When Bernard Kempf brought his wife Yvonne to Boonville for the first time in 1955, Kempf told her that she would first see the rolling hills and Kemper Military School. The land in those rolling hills would eventually become Rolling Hills Park over 40 years later. Rolling Hills Park was a project that got underway when Kempf was Mayor of Boonville from 1990-2002. The Boonville City Council decided at their Tuesday council meeting to name the road that journeys around the park Bernard (Bud) Kempf Boulevard, in honor of his service to the city.
Kempf's love for parks began at a young age when he lived in Pilot Grove.

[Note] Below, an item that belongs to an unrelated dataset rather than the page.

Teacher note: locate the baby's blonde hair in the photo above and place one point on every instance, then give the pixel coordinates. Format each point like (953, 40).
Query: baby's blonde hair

“When I was in sixth or seventh grade we would come visit Harley Park. It was very enjoyable,” Kempf said.
Kempf joined the United States Air Force and married Yvonne in 1953 in Portland, Oregon. They moved to Boonville a couple years later and had three children, Jane (Brengarth), Jeff and Rick.
When Kempf became Mayor in 1990 he began to expand the park system within the city.
“On many Saturdays we would get out to look for land for a new park. We looked at many different areas around town but then decided on the land with some rolling hills, the same land I had seen when we came to Boonville in 1955,” Kempf said.
Kempf said the price of the land was just right, and eventually became Rolling Hills Park, the largest park in the city limits. The park includes a ball field and a road that journeys around a wooded area for vehicles and hikers alike.
At the January city council meeting, a motion was placed on the table to name the road at Rolling Hills Park, Bernard Kempf Boulevard.
“When I moved to town in the mid-80s Bud is the first person I met,” Boonville Ward Three Councilwoman Becky Ehlers said.
The decision was made final with a unanimous vote on Tuesday.
“I am very impressed and glad they decided to do this,” Kempf said.
Kempf said there can never be too many parks. He firmly believes parks are necessary to keep a thriving and healthy community.
“Parks are for everyone. This is where we all go as individuals or families to be together,” Kempf said.